Health status policies

The correlation logic implemented by the GSE plugins is policy-based. The policies define how the GSE plugins infer the health status of a cluster.

By default, there are two policies:

  • The highest_severity policy defines that the cluster’s status depends on the member with the highest severity, typically used for a cluster of services.
  • The majority_of_members policy defines that the cluster is healthy as long as (N+1)/2 members of the cluster are healthy. This is typically used for clusters managed by Pacemaker.

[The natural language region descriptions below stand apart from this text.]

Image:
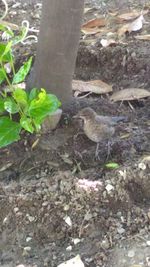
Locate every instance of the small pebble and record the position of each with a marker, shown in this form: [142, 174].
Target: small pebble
[27, 249]
[131, 253]
[109, 188]
[69, 248]
[16, 209]
[120, 230]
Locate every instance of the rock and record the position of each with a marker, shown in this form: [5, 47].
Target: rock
[51, 121]
[131, 253]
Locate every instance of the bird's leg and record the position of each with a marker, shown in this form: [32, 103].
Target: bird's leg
[97, 151]
[109, 144]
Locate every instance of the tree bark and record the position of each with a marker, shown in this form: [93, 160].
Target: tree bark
[57, 47]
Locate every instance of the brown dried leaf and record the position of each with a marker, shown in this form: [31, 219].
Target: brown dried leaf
[105, 42]
[95, 86]
[129, 94]
[98, 22]
[129, 16]
[134, 26]
[91, 31]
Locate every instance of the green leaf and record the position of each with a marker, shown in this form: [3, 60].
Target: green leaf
[43, 105]
[6, 50]
[3, 28]
[112, 165]
[22, 72]
[2, 75]
[2, 105]
[5, 57]
[33, 94]
[20, 96]
[37, 124]
[26, 123]
[9, 132]
[11, 106]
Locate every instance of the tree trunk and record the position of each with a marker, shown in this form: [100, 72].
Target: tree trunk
[57, 47]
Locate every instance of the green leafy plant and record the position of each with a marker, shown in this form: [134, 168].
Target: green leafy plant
[20, 109]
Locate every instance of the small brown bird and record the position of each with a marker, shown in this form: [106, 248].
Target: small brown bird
[98, 128]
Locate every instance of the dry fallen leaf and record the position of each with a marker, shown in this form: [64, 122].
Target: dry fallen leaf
[74, 262]
[94, 86]
[91, 30]
[134, 26]
[98, 22]
[131, 15]
[129, 94]
[105, 42]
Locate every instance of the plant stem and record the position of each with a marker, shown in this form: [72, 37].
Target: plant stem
[6, 76]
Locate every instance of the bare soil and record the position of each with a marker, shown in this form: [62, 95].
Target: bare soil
[49, 179]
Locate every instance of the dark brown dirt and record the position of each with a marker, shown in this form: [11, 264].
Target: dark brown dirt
[49, 178]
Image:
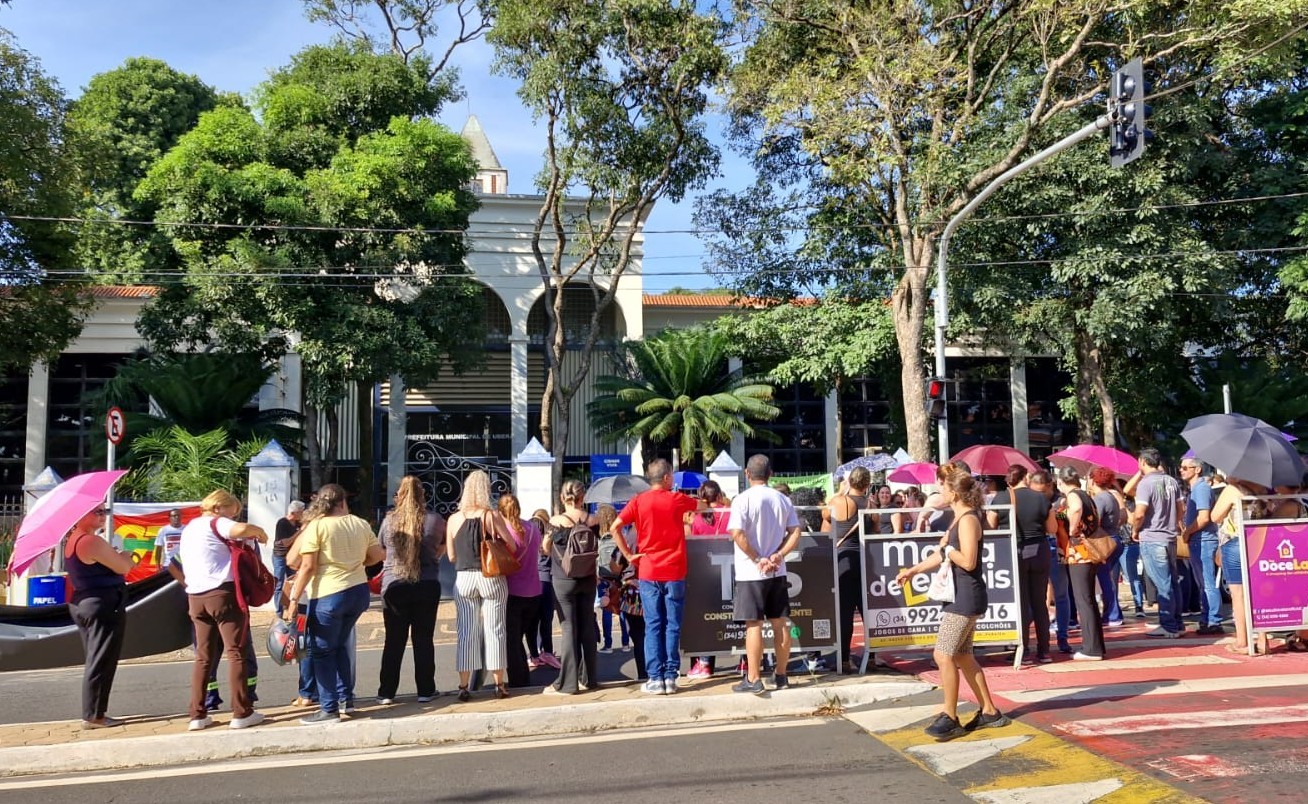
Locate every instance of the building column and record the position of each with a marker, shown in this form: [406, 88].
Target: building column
[1018, 382]
[518, 412]
[396, 433]
[737, 447]
[38, 421]
[831, 429]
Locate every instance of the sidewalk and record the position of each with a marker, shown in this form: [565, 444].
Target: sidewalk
[63, 747]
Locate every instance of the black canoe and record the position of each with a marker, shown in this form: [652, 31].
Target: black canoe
[39, 637]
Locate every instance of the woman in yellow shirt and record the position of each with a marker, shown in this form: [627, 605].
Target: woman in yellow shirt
[334, 549]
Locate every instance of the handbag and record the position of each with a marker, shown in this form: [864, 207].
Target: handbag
[942, 583]
[497, 557]
[1099, 547]
[251, 578]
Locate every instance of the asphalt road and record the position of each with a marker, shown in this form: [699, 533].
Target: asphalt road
[799, 760]
[165, 688]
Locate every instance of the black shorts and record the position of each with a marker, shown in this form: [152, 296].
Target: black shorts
[767, 599]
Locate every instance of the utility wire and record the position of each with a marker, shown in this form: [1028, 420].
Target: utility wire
[699, 232]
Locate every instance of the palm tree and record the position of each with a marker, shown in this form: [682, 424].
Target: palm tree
[676, 385]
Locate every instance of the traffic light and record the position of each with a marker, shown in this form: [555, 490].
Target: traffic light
[1128, 114]
[935, 398]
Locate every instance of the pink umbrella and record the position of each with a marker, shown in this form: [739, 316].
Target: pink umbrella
[994, 459]
[56, 513]
[917, 473]
[1083, 458]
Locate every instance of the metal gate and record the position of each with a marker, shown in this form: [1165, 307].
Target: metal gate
[442, 472]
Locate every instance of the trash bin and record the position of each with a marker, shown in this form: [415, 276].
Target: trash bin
[46, 590]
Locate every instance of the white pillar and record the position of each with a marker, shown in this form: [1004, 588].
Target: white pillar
[726, 473]
[396, 421]
[737, 446]
[1018, 385]
[518, 413]
[534, 469]
[38, 421]
[270, 490]
[831, 420]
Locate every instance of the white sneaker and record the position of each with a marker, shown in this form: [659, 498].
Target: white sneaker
[251, 719]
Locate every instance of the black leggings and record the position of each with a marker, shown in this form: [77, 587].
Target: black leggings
[1083, 578]
[576, 605]
[101, 617]
[1033, 579]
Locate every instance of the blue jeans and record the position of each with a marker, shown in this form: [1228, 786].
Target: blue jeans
[1204, 548]
[279, 573]
[331, 621]
[1129, 562]
[663, 602]
[1160, 564]
[1108, 586]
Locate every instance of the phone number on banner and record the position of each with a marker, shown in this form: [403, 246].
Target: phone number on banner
[918, 625]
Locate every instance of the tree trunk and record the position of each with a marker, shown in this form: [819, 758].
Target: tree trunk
[1094, 370]
[313, 446]
[366, 460]
[909, 305]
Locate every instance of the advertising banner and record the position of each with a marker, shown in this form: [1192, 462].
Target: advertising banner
[706, 625]
[901, 617]
[136, 524]
[1277, 565]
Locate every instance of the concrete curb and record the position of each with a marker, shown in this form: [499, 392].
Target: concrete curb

A policy consists of a list of rules that are evaluated against the current status of the cluster’s members. When one of the rules matches, the cluster’s status gets the value associated with the rule and the evaluation stops. The last rule of the list is usually a catch-all rule that defines the default status if none of the previous rules matches.

The following example shows the policy rule definition:

# The following rule definition reads as: "the cluster's status is critical
# if more than 50% of its members are either down or critical"
- status: critical
  trigger:
    logical_operator: or
    rules:
      - function: percent
        arguments: [ down, critical ]
        relational_operator: '>'
        threshold: 50

Where

status:
Type: Enum(down, critical, warning, okay, unknown)
The cluster’s status if the condition is met
logical_operator
Type: Enum(‘and’ | ‘&&’ | ‘or’ | ‘||’)
The conjunction relation for the condition rules
rules
Type: list
List of condition rules to execute
function
Type: enum(‘count’ | ‘percent’)
Where:
count:
returns the number of members that match the passed value(s).
percent:
returns the percentage of members that match the passed value(s).
arguments:
Type: list of status values
List of status values passed to the function
relational_operator:
Type: Enum(‘lt’ | ‘<’ | ‘gt’ | ‘>’ | ‘lte’ | ‘<=’ | ‘gte’ | ‘>=’)
The comparison against the threshold
threshold
Type: float
The threshold value

Consider the policy called highest_severity:

gse_policies:

  highest_severity:
    - status: down
      trigger:
        logical_operator: or
        rules:
          - function: count
            arguments: [ down ]
            relational_operator: '>'
            threshold: 0
    - status: critical
      trigger:
        logical_operator: or
        rules:
          - function: count
            arguments: [ critical ]
            relational_operator: '>'
            threshold: 0
    - status: warning
      trigger:
        logical_operator: or
        rules:
          - function: count
            arguments: [ warning ]
            relational_operator: '>'
            threshold: 0
    - status: okay
      trigger:
        logical_operator: or
        rules:
          - function: count
            arguments: [ okay ]
            relational_operator: '>'
            threshold: 0
    - status: unknown

The policy definition reads as follows:

  • The status of the cluster is Down if the status of at least one cluster’s member is Down.
  • Otherwise, the status of the cluster is Critical if the status of at least one cluster’s member is Critical.
  • Otherwise, the status of the cluster is Warning if the status of at least one cluster’s member is Warning.
  • Otherwise, the status of the cluster is Okay if the status of at least one cluster’s entity is Okay.
  • Otherwise, the status of the cluster is Unknown.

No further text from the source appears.